A. I think your question regarding protection of the bare substrate on aerospace parts is an important one. There is a very straightforward answer, but providing you with some additional information may be in order. The answer to your question is one that must be determined as part of the contract or purchase agreement between the finisher and the customer. This is needed even if the "customer" is an internal one within the same company. So the customer and the finisher must reach agreement as to whether or not it is acceptable to have the bare substrate exposed, if the laser markings have penetrated the coating. If this is not acceptable, then there must be agreement as to how this situation will be handled by the finisher.

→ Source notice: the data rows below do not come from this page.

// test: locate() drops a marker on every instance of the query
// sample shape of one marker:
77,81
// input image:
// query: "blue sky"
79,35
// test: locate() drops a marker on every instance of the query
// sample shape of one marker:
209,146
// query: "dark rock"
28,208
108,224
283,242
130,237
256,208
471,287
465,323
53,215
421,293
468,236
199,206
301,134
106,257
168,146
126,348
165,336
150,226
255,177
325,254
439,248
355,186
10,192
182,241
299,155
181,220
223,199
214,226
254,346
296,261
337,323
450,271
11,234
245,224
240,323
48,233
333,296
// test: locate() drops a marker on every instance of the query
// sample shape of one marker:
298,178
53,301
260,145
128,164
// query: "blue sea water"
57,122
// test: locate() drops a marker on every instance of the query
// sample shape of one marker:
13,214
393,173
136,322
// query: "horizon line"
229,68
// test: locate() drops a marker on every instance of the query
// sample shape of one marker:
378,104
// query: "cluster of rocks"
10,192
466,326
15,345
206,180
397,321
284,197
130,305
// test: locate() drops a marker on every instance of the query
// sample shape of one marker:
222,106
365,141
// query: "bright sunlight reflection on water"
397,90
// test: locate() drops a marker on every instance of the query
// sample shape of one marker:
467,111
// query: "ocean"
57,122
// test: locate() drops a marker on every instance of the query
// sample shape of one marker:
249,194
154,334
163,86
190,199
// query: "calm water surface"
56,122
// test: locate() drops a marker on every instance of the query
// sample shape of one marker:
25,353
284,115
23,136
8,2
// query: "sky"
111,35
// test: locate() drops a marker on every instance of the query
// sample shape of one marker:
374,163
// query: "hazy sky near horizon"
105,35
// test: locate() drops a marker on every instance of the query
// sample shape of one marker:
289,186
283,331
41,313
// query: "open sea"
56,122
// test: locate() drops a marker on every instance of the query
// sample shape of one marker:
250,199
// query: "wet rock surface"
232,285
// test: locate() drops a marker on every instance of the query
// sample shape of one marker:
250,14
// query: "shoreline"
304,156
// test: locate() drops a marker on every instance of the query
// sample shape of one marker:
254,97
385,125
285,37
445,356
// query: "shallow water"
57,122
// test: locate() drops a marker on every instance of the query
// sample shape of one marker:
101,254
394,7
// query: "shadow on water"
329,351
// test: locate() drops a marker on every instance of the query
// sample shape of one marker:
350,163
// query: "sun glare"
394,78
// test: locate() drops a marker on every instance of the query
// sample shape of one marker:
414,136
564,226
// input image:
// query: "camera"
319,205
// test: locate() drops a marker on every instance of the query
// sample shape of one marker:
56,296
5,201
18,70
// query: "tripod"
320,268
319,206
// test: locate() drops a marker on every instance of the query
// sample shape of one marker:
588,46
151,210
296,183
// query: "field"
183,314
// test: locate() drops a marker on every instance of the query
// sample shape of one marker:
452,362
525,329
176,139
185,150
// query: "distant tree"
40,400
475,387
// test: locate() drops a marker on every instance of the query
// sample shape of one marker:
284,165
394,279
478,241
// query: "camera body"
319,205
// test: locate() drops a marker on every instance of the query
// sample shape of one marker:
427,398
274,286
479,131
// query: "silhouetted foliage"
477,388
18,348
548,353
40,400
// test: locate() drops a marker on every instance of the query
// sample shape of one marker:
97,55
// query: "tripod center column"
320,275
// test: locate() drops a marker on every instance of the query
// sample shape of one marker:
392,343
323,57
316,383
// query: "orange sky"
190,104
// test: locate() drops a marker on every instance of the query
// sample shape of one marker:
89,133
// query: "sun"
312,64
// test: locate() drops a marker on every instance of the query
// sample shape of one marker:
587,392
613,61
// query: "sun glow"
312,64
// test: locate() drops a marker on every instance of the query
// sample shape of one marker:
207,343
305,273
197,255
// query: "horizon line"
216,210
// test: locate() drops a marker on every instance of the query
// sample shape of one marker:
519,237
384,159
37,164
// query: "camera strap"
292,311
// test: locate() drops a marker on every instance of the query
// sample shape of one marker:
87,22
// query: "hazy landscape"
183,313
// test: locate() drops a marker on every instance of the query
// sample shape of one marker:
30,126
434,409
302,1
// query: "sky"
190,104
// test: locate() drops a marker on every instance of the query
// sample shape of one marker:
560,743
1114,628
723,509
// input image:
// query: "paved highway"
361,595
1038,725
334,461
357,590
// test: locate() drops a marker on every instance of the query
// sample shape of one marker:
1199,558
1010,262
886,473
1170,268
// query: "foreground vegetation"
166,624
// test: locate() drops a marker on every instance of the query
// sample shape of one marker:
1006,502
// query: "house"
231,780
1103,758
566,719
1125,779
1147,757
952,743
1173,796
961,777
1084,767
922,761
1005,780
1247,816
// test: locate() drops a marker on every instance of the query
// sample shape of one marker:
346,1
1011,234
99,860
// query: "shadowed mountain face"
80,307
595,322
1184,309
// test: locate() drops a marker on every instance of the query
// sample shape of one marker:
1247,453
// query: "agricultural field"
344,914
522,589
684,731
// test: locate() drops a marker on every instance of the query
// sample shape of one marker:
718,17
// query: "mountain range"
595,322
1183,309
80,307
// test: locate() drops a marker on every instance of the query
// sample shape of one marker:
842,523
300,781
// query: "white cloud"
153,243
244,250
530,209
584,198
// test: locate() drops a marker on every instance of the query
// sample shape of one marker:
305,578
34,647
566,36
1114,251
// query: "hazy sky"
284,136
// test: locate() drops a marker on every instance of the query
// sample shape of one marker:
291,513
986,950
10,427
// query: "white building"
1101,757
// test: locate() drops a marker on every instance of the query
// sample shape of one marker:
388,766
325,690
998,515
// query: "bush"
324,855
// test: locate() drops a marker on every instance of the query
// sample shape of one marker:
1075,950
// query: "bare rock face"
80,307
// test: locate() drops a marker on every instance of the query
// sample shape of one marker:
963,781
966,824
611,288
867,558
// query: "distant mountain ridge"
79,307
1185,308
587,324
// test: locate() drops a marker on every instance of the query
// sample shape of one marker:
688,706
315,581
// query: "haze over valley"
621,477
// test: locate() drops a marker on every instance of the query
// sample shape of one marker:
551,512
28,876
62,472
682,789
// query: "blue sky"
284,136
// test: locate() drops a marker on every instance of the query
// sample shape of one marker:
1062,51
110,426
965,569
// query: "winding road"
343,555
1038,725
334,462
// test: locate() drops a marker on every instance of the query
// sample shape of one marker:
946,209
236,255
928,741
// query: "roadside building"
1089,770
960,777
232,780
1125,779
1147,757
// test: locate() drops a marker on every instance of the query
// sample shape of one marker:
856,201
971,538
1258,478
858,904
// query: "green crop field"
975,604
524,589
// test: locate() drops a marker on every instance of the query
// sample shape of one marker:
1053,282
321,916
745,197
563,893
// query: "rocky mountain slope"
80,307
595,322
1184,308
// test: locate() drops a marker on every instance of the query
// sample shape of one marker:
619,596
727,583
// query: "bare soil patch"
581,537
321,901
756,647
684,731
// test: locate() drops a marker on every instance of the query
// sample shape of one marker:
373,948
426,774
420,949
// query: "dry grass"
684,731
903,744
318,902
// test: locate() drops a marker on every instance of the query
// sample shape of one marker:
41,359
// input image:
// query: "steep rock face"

One scenario might be that the laser engraving could be done prior to the finishing operation. The situation to be addressed in that case is to make sure that the engraved area is, in fact, resistant to corrosion after the finishing operation has been completed. If required, salt spray testing could be done after anodizing or chem film. If anodized or chem-filmed parts are to be painted, the testing could be done after painting. It is the responsibility of the customer to determine this and pass this information along to the finisher.
Another scenario could be that the bare metal resulting from the engraving process done after finishing is simply touched up with a suitable conversion coating. Again, the parts may then be painted or not. You get the idea.

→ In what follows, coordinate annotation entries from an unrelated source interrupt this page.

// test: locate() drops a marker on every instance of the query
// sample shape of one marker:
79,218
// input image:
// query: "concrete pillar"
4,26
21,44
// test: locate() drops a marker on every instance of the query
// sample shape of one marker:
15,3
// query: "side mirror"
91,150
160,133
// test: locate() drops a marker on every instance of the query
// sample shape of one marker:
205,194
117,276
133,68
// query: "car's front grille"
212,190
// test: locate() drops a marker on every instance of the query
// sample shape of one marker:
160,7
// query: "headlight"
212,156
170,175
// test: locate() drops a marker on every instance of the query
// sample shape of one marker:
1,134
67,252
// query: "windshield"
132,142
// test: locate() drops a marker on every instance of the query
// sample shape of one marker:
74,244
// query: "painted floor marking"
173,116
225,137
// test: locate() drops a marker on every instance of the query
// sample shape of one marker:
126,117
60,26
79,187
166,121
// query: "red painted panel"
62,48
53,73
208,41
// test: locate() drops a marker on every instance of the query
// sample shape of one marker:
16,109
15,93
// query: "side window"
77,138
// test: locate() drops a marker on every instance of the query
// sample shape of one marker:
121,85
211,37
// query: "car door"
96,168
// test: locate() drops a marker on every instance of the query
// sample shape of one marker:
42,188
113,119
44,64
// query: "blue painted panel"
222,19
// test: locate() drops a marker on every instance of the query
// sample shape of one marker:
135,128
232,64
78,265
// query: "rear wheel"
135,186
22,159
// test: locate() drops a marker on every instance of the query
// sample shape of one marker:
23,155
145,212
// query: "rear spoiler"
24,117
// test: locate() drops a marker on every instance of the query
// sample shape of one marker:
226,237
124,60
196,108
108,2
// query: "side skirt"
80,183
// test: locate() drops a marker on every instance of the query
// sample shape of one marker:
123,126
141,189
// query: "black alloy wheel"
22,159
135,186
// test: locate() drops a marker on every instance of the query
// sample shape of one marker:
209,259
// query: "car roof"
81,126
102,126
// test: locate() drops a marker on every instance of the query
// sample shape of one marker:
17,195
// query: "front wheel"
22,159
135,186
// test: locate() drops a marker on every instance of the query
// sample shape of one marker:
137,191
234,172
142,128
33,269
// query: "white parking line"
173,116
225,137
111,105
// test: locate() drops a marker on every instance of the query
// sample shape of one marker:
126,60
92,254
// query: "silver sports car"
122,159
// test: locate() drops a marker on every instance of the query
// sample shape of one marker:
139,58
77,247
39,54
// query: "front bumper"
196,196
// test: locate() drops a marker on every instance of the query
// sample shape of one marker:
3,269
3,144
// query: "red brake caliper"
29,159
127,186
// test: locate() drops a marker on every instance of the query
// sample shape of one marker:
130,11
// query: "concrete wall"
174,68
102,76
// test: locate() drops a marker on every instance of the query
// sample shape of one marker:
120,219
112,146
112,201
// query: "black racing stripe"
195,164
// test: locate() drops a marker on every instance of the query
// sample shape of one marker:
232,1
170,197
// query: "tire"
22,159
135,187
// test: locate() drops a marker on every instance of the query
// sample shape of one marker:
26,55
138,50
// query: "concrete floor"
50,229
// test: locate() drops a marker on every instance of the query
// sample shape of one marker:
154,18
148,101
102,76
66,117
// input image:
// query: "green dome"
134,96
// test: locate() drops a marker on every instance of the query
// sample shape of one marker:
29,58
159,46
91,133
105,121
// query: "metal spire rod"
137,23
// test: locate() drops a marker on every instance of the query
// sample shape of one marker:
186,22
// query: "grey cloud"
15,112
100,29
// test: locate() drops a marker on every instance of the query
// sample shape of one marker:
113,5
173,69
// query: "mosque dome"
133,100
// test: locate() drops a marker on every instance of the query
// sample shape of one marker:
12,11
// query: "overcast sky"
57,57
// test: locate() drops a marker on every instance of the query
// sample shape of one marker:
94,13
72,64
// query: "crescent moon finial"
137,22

Not all laser engraving penetrates the anodic coating. This does not apply to parts that are chem film only. There are two types of lasers that are used for etching or scribing (laser engraving) metal surfaces. One is called YAG (yttrium, aluminum, garnet), a crystalline, solid-state laser that emits a beam at wavelength 1.064 micrometers (1064 nanometers). This type of laser is capable of scribing right through the anodic coating to expose the bare substrate. Turning the power to maximum will determine how deep the engraving is and how rough it leaves the metallic surface. I personally know of anodic coatings as thick as 2.0 mils (50 micrometers or microns) that are successfully engraved in this manner. Of course, the anodic coating is actually removed in this process. By operating on a very low power setting, the YAG laser is capable of removing "color" from an anodic coating without removing the coating itself. This only has viability for darker colored coatings.

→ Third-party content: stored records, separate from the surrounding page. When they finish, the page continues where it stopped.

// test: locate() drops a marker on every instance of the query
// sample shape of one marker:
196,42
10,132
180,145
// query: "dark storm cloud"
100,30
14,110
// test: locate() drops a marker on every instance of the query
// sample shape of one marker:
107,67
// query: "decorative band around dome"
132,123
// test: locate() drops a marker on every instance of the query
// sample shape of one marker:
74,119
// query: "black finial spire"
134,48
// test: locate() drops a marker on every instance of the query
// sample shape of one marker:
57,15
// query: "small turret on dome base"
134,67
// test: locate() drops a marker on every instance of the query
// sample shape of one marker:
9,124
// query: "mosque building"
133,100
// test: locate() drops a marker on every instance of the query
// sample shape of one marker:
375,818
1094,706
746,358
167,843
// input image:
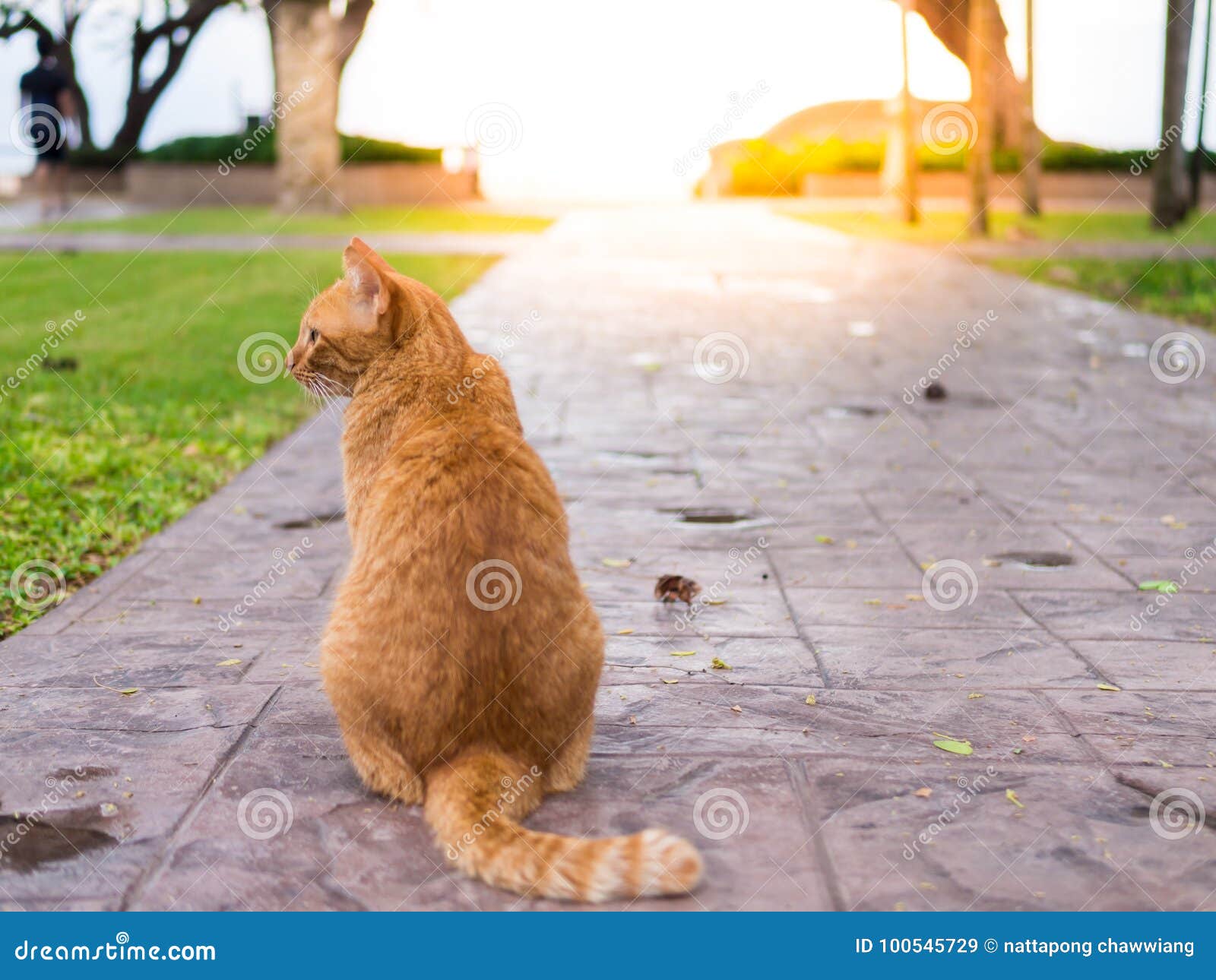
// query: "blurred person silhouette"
46,106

The other type of laser engraver uses a combination of gasses (carbon dioxide, nitrogen and helium) to emit a wavelength of light (10.6 micrometers) that is the same as that of aluminum. Thus, the aluminum is reflective of this wavelength laser beam. The engraving mechanism then is to absorb dark colors present in the anodic coating. No anodic coating is actually removed. The rate of absorption of the color from the anodic coating is determined by the anodic coating thickness—more quickly absorbed in thinner coatings, less quickly in thicker coatings. So, if you had a black anodized coating or a Type I anodic coating, for instance, the laser absorbs the color, leaving the "white engraved" anodic surface. If the coating is clear anodized (Type II or IIB, for instance), the engraved results may be a mixed bag. With clear anodic coatings, the depth of "color" (usually shades of gray) is dependent on both the alloy and the temper of the part being engraved, as well as on the anodic coating thickness. Normally, the more coating thickness, the darker the "clear" color.